Every living thing other than man contributes to the maintenance of the hydrological cycle. Not only water, but everything that comes from Nature is ploughed back again. Nature provides energy and sustenance to all life. And life in turn, releases its waste in such a way that nature produce energy from it again. All life, except man. He renders everything non-renewable. He pollutes, befouls and defiles all the life giving resources in such a way that air, water and soil that has been tainted by his touch, die.

The ponds, the tanks, the wells that once provided us all the water we needed have been landfilled so that we could build shopping complexes. We clear away the forests, which ensure perennial supply of water so that we can have a clearer view of God. We poison rivers with chemicals so that we can produce poison to kill the soil.

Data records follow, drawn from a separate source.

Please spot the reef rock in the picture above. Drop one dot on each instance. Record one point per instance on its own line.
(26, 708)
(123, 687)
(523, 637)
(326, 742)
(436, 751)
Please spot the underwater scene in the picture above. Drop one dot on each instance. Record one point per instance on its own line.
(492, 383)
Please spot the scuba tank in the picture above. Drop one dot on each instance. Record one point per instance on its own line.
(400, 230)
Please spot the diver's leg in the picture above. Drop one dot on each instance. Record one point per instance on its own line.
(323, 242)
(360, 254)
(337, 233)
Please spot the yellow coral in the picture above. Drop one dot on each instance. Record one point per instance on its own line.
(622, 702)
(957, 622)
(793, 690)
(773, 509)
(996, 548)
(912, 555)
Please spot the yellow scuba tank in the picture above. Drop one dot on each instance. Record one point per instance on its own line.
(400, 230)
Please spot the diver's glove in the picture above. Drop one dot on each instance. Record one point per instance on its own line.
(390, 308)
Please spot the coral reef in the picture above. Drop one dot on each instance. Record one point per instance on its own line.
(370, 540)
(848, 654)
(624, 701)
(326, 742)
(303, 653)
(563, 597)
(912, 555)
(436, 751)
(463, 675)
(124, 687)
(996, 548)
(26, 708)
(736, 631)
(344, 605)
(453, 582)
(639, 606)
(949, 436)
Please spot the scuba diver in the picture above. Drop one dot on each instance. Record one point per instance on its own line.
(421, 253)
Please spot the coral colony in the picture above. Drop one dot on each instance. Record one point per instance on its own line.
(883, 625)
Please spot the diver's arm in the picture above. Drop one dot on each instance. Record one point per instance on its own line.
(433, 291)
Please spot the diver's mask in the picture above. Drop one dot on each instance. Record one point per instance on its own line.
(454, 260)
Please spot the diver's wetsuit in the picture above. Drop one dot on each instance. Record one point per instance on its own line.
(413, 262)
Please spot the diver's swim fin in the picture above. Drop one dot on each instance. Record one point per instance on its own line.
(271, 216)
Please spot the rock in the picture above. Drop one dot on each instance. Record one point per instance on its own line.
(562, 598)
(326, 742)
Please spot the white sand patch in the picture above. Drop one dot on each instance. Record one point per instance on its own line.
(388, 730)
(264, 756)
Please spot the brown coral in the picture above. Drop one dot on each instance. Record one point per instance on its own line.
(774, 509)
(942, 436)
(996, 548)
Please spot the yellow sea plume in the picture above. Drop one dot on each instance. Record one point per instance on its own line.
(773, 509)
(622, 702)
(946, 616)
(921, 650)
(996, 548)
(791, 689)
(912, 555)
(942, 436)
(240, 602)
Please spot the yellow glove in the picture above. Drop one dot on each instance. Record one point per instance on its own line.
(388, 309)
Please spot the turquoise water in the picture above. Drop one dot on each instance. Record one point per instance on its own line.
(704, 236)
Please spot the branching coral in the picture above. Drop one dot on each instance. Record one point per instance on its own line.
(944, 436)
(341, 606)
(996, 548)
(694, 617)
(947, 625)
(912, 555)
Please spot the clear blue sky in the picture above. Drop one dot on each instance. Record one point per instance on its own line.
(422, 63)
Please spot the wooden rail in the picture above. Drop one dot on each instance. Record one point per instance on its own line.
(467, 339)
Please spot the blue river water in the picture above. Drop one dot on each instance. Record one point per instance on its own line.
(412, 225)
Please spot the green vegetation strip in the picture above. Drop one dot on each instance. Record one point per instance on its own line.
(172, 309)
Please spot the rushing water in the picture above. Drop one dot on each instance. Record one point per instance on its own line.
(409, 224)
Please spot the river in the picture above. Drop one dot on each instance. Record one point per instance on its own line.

Water, the only sign of life.

It seems predetermined that this world will, one day, be lost forever. As man looks around for signs of life in other planets, he sets his sight on Mars, the nearest one where he can at least hope to set foot upon soon. In the photographs sent down by our satellites, we detect patterns of what might have been once a river. Our scientists debate over it. Perhaps eons later, the creatures of a faraway planet might look down on Earth. In the breasts of Amazon, in the breasts of Mississippi, in the breasts of the Nile, in the breasts of the Yangtze, in the breasts of the Ganga, the creatures would detect the dry and cracked veins in which the elixir of life had once flowed. They would speculate whether life had existed in this planet.